9
votes

I store different kinds of documents in a single index with strict predefined mapping. All of them have some field (say, "body"), but I'd want them to be analyzed slightly differently when indexed (for example, to use different token filters for specific documents) and treaten the same way while searched. As far as I know, analyzers can't be specified per document.

What I also considered to use:

  1. Object fields with differently analyzed subfields for document kinds, so each document has only one filled subfield (like, "body.mail", "body.html"). The problem is that I couldn't search on the whole "body" field which would look through all its subfields (to not break the existing application).
  2. New reincarnation of multi-fields (to have "body" field with a generic analyzer and custonly analyzed "mail", "html", etc. inside it). Hovewer, I'm not sure if it's possible to use them directly while indexing and indirectly while searching (e.g., to save object with {"mail":"smth"} to use a specific index analyzer, then search by "query":{"body":"smth"} to use generic search analyzer).
  3. To separate "body" into several fields with different mappings, remove them from _all, and set copy_to to a single body field. I'm not sure, but it will add a substantial index overhead due to copying.
2
Why not index different fields such as "mail", "html" etc, have a different analyzer for each, and use a multi match query to search on all these fields? elastic.co/guide/en/elasticsearch/reference/current/…Ita
In my opinion, these two requirements are not possible together: search on the whole "body" field which would look through all its subfields (**to not break the existing application**) and analyzed slightly differently when indexed and treaten the same way while searched. Something's got to give.Andrei Stefan
@Ita Legacy reasons. There's a lot of search queries on that field already, so it'd be hard and boilerplate-prone to replace each with multi match.Yuuri
"copy_to to a single body field" will use the analyzer of the body field so, even if you had different analyzers on the fields that have copy_to in the end inside body you will get text analyzed by the body field analyzer.Andrei Stefan

2 Answers

15
votes

As I mentioned in the comments, what you want is not possible.
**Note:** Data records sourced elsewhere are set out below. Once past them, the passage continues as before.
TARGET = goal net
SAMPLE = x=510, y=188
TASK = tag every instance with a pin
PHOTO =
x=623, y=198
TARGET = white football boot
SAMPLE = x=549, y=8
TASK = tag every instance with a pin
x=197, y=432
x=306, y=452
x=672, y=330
Your requirement, in one sentence, is: have the same data analyzed in multiple ways, but searched as a single field because this would break the existing application.

             -- body.html          
             -- body.email
body field ---- body.content     --- all searched as "body"
            ...
             -- body.destination
             -- body.whatever
  • Your first option is multi-fields which has this exact purpose in mind: have the same data analyzed multiple ways. The problem is that you cannot search for "body" and expect ES to search body.html, body.email... Even if this would be possible, you want to be searched with different analyzers. Again, not possible. This option requires you to change the application and search for each field in a multi_match or in a query_string.

  • Your second option - reincarnation of multi-fields - will again not work because you cannot refer to body and ES, in the background, to match mail, content etc.

  • Third option - using copy_to - will not work because copying to another field "X" means indexing the data being copied will be analyzed with X's analyzer, and this breaks your requirement of having the same data analyzed differently.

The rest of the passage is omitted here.